Narapidana teror yang melakukan kerusuhan di Rutan Mako Brimob Selasa malam lalu dilaporkan menuntut selama negosiasi awal dengan petugas polisi untuk berbicara dengan Aman, yang ditahan di fasilitas tersebut, permintaan yang kemudian dipenuhi oleh polisi.
Polisi, kata Tito, menduga aksi bom Surabaya dilatarbelakangi tindakan polisi menangkap pimpinan JAD. “Mereka merespon (penangkapan) dengan melakukan serangan balasan, seperti yang terjadi di Mako Brimob.”
Keputusan para teroris untuk melancarkan serangan di Surabaya, kata Tito, mungkin terkait dengan keyakinan baru-baru ini terhadap pemimpin JAD cabang Jawa Timur, Zaenal Anshari, karena menyelundupkan senjata ke militan Indonesia di Filipina selatan.
Zaenal adalah orang kedua di JAD setelah Aman.
Insiden di Depok dan Surabaya adalah bagian dari sejumlah serangan teroris baru-baru ini atau percobaan serangan yang diduga didalangi oleh militan terkait JAD.

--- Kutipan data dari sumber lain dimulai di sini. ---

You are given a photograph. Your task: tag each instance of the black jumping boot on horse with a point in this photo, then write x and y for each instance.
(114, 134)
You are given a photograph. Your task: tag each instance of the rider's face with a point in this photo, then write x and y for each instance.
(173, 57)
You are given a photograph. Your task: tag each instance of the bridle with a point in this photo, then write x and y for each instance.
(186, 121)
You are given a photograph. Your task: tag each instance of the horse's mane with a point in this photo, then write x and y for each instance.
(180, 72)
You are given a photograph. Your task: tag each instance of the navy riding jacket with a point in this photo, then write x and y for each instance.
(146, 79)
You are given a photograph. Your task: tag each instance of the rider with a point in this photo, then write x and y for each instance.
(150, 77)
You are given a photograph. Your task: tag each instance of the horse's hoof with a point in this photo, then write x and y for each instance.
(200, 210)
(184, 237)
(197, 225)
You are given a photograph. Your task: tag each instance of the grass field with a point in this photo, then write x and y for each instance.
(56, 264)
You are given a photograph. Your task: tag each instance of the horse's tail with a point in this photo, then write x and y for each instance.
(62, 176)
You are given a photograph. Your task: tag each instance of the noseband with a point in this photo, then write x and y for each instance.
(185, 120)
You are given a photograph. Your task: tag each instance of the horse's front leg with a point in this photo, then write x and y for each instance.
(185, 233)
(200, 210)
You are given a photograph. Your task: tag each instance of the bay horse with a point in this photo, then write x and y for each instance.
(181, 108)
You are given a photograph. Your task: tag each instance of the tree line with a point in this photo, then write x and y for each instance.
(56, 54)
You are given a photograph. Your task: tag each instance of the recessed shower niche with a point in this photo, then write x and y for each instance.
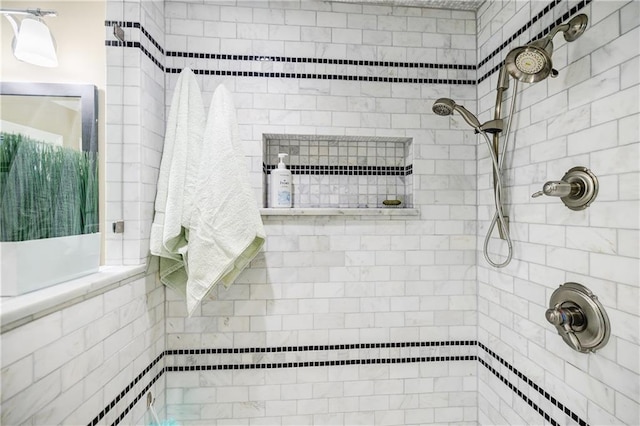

Sejak peristiwa bom Thamrin pada Januari 2016, aparat kontraterorisme menggagalkan berbagai upaya penyerangan oleh tersangka terkait JAD di berbagai daerah di Indonesia.
Pada Januari 2017, Departemen Luar Negeri AS mengatakan telah menetapkan JAD sebagai kelompok teroris, yang secara efektif melarang warga AS untuk terlibat.
Kerusuhan maut di Mako Brimob, yang berujung pada pertempuran 36 jam antara tahanan teroris dan aparat keamanan, serta rangkaian pengeboman di Jawa Timur mungkin telah menunjukkan bahwa kelompok tersebut telah meningkatkan kemampuannya untuk melancarkan serangan teror.